Inspect Available Models

SmartML_Inspect()

This will show:

Available classification models
Available regression models
Disabled models due to missing dependencies
Unavailable models are automatically excluded during execution.

Using OpenML Datasets

SmartML can load datasets directly from OpenML.

X, y = load_dataset(
    openml_id=562,
    target="usr",
    subset=None,
)

print(f"Dataset loaded: X={X.shape}, y={y.shape}")

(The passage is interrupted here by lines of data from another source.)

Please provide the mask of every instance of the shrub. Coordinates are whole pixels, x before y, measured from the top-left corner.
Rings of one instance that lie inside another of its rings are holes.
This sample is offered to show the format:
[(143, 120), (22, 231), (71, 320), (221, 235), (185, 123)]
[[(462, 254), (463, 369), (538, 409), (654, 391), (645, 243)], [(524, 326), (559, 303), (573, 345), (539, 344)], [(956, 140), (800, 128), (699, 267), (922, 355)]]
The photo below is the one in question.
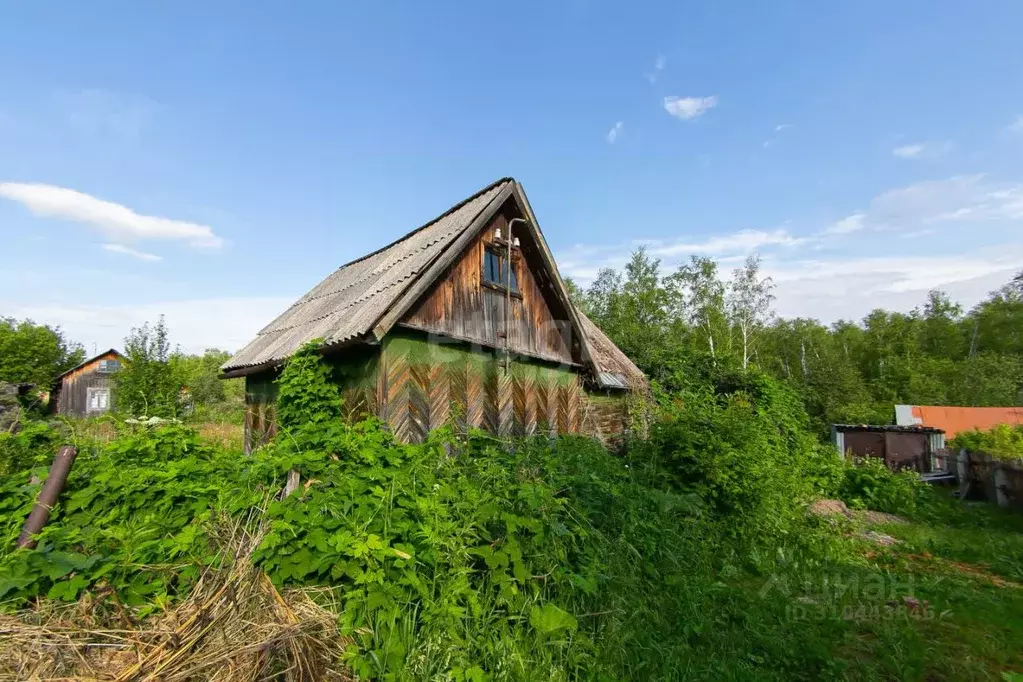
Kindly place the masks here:
[(915, 471), (892, 471), (876, 457), (847, 465), (838, 490), (850, 507), (905, 515), (914, 514), (928, 493)]
[(0, 476), (48, 464), (58, 440), (57, 432), (40, 421), (22, 422), (18, 433), (0, 432)]
[(989, 431), (966, 431), (956, 435), (949, 444), (998, 459), (1023, 459), (1023, 424), (999, 424)]
[(834, 487), (838, 459), (810, 434), (795, 394), (765, 375), (717, 370), (661, 405), (630, 456), (698, 495), (733, 534), (784, 534), (804, 502)]

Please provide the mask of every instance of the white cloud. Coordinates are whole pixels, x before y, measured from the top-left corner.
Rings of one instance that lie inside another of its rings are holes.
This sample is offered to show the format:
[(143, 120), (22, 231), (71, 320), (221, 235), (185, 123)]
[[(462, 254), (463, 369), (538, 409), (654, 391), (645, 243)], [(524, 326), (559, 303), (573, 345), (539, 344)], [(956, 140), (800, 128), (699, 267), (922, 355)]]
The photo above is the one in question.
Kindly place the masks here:
[(851, 232), (859, 232), (866, 224), (867, 216), (862, 213), (854, 213), (851, 216), (846, 216), (841, 220), (835, 222), (824, 228), (823, 234), (849, 234)]
[(996, 183), (984, 175), (926, 180), (878, 195), (868, 222), (881, 229), (917, 229), (961, 221), (1023, 220), (1023, 183)]
[(791, 123), (779, 123), (778, 125), (776, 125), (774, 127), (774, 132), (780, 133), (781, 131), (788, 130), (789, 128), (792, 128), (792, 127), (793, 126), (792, 126)]
[(608, 144), (614, 144), (615, 143), (615, 140), (618, 139), (618, 136), (622, 134), (622, 128), (624, 128), (624, 127), (625, 127), (625, 123), (623, 123), (622, 121), (618, 121), (613, 126), (611, 126), (611, 130), (609, 130), (607, 132), (607, 142), (608, 142)]
[(145, 304), (21, 304), (0, 300), (5, 315), (59, 325), (69, 339), (85, 345), (121, 348), (132, 327), (166, 316), (170, 342), (189, 353), (206, 348), (240, 350), (298, 297), (213, 298)]
[(717, 106), (717, 95), (710, 97), (665, 97), (664, 109), (675, 118), (691, 121)]
[(918, 142), (905, 144), (892, 150), (892, 155), (900, 159), (937, 159), (945, 156), (952, 149), (949, 140), (944, 142)]
[(901, 147), (896, 147), (892, 150), (892, 154), (900, 159), (913, 159), (920, 156), (923, 151), (924, 146), (922, 144), (907, 144)]
[(155, 253), (146, 253), (145, 251), (139, 251), (137, 249), (131, 248), (130, 246), (125, 246), (124, 244), (103, 244), (103, 249), (105, 251), (110, 251), (112, 253), (123, 253), (126, 256), (134, 256), (139, 260), (148, 261), (163, 260), (161, 256), (157, 256)]
[(1016, 120), (1006, 128), (1010, 133), (1023, 133), (1023, 115), (1017, 116)]
[(0, 197), (17, 201), (39, 216), (91, 225), (116, 242), (180, 240), (189, 246), (212, 249), (224, 245), (207, 225), (141, 215), (127, 206), (64, 187), (0, 182)]
[(702, 242), (678, 241), (669, 244), (652, 242), (651, 255), (657, 257), (688, 256), (690, 254), (721, 256), (747, 254), (765, 246), (799, 246), (805, 239), (793, 237), (788, 230), (740, 230), (733, 234), (714, 236)]
[(909, 311), (935, 288), (969, 307), (1020, 267), (1023, 245), (948, 255), (765, 259), (765, 274), (777, 284), (778, 313), (825, 322), (861, 319), (875, 308)]

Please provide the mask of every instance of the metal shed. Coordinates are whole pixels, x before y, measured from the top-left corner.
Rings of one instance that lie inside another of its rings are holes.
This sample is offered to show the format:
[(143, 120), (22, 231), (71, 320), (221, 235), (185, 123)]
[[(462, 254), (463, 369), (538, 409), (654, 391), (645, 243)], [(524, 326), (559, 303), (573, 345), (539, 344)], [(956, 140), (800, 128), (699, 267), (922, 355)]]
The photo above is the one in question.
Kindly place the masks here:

OpenML datasets are treated the same as CSV datasets after loading.

Using Local CSV Datasets

SmartML supports standard CSV files.

X, y = load_dataset(
    csv_path="data/dataset.csv",
    target="label",
)

CSV and OpenML datasets follow the same internal pipeline.

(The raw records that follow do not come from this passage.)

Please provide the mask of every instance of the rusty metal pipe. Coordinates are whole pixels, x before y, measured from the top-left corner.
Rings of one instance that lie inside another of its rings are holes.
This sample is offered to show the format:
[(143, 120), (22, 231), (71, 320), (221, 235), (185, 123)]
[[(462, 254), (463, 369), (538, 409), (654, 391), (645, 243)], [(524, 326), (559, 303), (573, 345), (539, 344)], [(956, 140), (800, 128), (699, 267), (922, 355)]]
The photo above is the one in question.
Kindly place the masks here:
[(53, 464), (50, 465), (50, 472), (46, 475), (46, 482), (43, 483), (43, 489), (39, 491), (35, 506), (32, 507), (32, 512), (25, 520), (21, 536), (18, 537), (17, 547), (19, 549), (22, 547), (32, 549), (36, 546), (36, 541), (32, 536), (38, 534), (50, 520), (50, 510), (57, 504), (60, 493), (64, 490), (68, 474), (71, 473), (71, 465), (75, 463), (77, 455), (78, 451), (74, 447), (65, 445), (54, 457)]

Subsampling Large Datasets

For large datasets, subsampling can be used to get quick baseline results.

X, y = load_dataset(
    csv_path="data/large_dataset.csv",
    target="label",
    subset=50000,
)

Selecting Specific Models

Run Only Selected Models

results = run_training(
    X_df=X,
    y_ser=y,
    task="classification",
    models=[
        "random_forest",
        "xgboost",
        "lightgbm",
        "smartknn",
    ],
)

Exclude Models

results = run_training(
    X_df=X,
    y_ser=y,
    task="regression",
    exclude=[
        "svr",
        "knn",
    ],
)

Model names are:

Case-insensitive
Normalized internally
Task-specific

Sorting Results

SmartML does not auto-sort results.

Classification

results.sort_values("macro_f1", ascending=False)

Regression

results.sort_values("r2", ascending=False)

Full Code

from SmartEco.SmartML import load_dataset, run_training, SmartML_Inspect

SmartML_Inspect()


X, y = load_dataset(
    openml_id=562,
    target="usr",
    subset=None,
)

print(f"Dataset loaded: X={X.shape}, y={y.shape}")


results = run_training(
    X_df=X,
    y_ser=y,
    task="regression",
    exclude=[
        "tabnet",
        "nam",
    ],
    output_csv="results/benchmark.csv",
)

print(
    results.sort_values(
        "r2",
        ascending=False,
    )
)

Important Notes

SmartML does not validate task–dataset correctness
Wrong task selection will produce misleading results
SmartML is not a production pipeline
Benchmarks are dataset-specific